1st Edition

Promising Rituals Gender and Performativity in Eastern India

By Beatrix Hauser Copyright 2012
    304 Pages
    by Routledge India

    304 Pages
    by Routledge India

    This book shows how the performance of rituals influences the understanding that Hindu women form of their own selves, their sense of femininity, identity as well as their role and position in the lived-in world, and vice versa. Drawn from an intensive ethnographic fieldwork in southern Orissa, each section of the book takes a close look at a specific ritual practice, in exploring concepts such as purity/pollution, religious observances (such as fasting), deity possession, associated beliefs and attitudes, as also celebrated traditions such as Thākurānī Yātrā, local processions, and the role of female ritual specialists.





    The study uses the premise that religious practices in themselves are neither restricting nor liberating; rather rituals provide a perceptual context with the ability to affect the self-understanding of participants, as also their conception of agency, in a way that spills across non-ritual spheres. Conceptualizing gender identity as resulting from seen, but mostly unnoticed, everyday activities and approaching cultural performances as sites of collectively defining the self, the author offers a telling and vivid account of how women perceive, realize and reflect on religious ideas, while engaging in rituals and, by doing so, negotiate complex gender norms. The book also examines the assumptions of recent theories on the social construction of identities, often-debated impact of religion on women, performativity, self-identity, and ritual agency in considering ‘doing’ gender in a traditional, non-Western context.





    This book will serve as essential reading for scholars of sociology, anthropology, gender studies, cultural studies, history, religion, performance, and folklore studies.

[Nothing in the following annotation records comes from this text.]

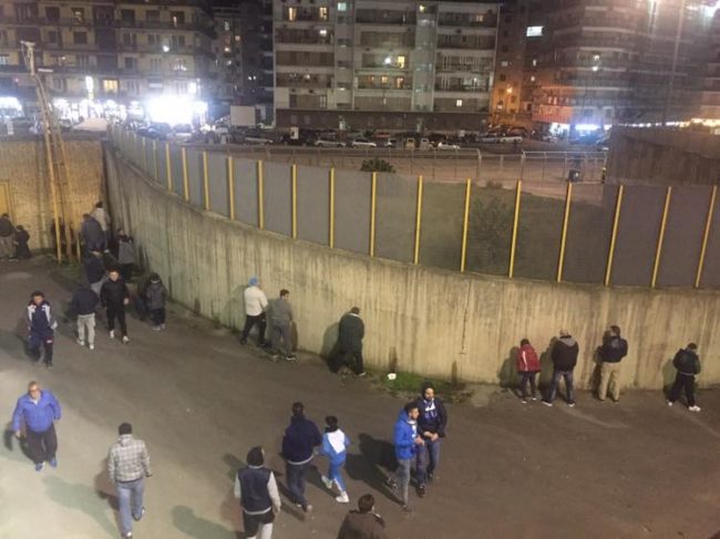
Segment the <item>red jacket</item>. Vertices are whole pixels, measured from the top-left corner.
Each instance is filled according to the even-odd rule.
[[[539,360],[532,344],[525,344],[517,351],[517,372],[539,372]]]

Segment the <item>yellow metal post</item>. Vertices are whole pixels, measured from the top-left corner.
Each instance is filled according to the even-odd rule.
[[[330,168],[330,222],[328,230],[328,245],[330,249],[335,247],[335,168]]]
[[[510,242],[510,268],[507,277],[513,278],[515,272],[515,250],[517,249],[517,226],[520,225],[520,195],[523,191],[523,180],[517,180],[515,188],[515,217],[513,218],[513,237]]]
[[[420,226],[422,224],[422,175],[418,176],[418,209],[415,216],[415,250],[412,261],[418,263],[420,260]]]
[[[668,222],[668,210],[670,209],[670,198],[672,197],[672,187],[668,186],[665,195],[665,208],[662,208],[662,220],[660,221],[660,234],[658,235],[658,247],[655,250],[655,265],[652,266],[652,282],[650,287],[655,288],[660,270],[660,257],[662,256],[662,240],[665,239],[665,227]]]
[[[298,166],[290,166],[292,197],[292,238],[298,237]]]
[[[227,199],[230,204],[230,220],[235,220],[235,162],[227,156]]]
[[[607,253],[607,268],[605,269],[605,286],[610,286],[610,278],[613,277],[613,260],[615,258],[615,243],[617,241],[617,230],[620,224],[620,209],[623,208],[623,193],[625,186],[619,186],[617,189],[617,200],[615,201],[615,217],[613,218],[613,235],[610,236],[610,249]]]
[[[169,143],[165,143],[165,170],[167,172],[167,190],[173,190],[173,167],[169,162]]]
[[[702,248],[700,249],[700,260],[698,261],[698,274],[695,278],[695,288],[700,288],[700,279],[702,279],[702,269],[704,266],[704,253],[708,248],[708,238],[710,237],[710,229],[712,227],[712,214],[714,213],[714,201],[718,195],[718,186],[712,186],[712,194],[710,195],[710,208],[708,209],[708,218],[704,221],[704,234],[702,235]]]
[[[460,271],[465,272],[465,261],[467,260],[467,227],[470,225],[470,189],[472,180],[465,180],[465,213],[463,214],[463,245],[460,253]]]
[[[376,207],[378,201],[378,173],[372,173],[370,187],[370,256],[376,256]]]
[[[563,216],[563,235],[560,236],[560,253],[557,259],[557,282],[563,280],[563,268],[565,266],[565,243],[567,241],[567,222],[570,218],[570,201],[573,200],[573,183],[567,183],[565,193],[565,215]]]
[[[203,151],[203,193],[205,195],[205,210],[210,209],[210,180],[207,177],[207,152]]]
[[[189,201],[191,185],[187,178],[187,151],[185,148],[181,149],[181,156],[183,158],[183,198],[185,198],[185,201]]]
[[[265,178],[263,159],[257,162],[257,227],[265,230]]]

    List of Plates. List of Maps. Glossary. Notes on Transcription. Acknowledgements. Introduction: Doing Gender in Southern Orissa 1. Tasting Ritual: How to Fast for a Good Husband 2. Shared Pain – Shared Joy: On Ritual Agency and Composition 3. Periodically Untouchable: Female Bodies and the Performance of Impurity 4. Contested Bodies: Deity Possession as a Religious Idiom 5. (Re-) Calling the Goddess: The Emergence of Divine Presence 6. Nocturnal Encounters: Living Mothers and Divine Daughters 7. Divine Play or Subversive Comedy? On Costuming, Gender and Transgression 8. The Limitations of Ritual: Female Politics and the Public. Afterword: Promising Rituals. Bibliography. About the Author. Index

    Biography

    Beatrix Hauser is Adjunct Associate Professor (Privatdozentin), Institute of Social and Cultural Anthropology, Martin-Luther-University, Halle-Wittenberg, Germany. She holds a PhD and a Habilitation (Postdoctoral Lecture Qualification) in social anthropology. Her research interests lie in anthropology of the body, anthropology of religion, anthropology of theatre and performance, visual anthropology, transculturality and gender. She has published numerous articles in various international journals and edited volumes, and is the author of Mit irdischem Schaudern und göttlicher Fügung: Bengalische Erzähler und ihre Bildvorführungen [With Earthly Dread and Divine Decree: Bengali Storytellers and their Scroll Performances] (1998), in German; and Yoga Traveling: Conceptualizing Body and Self in Transcultural Perspective (edited volume, forthcoming).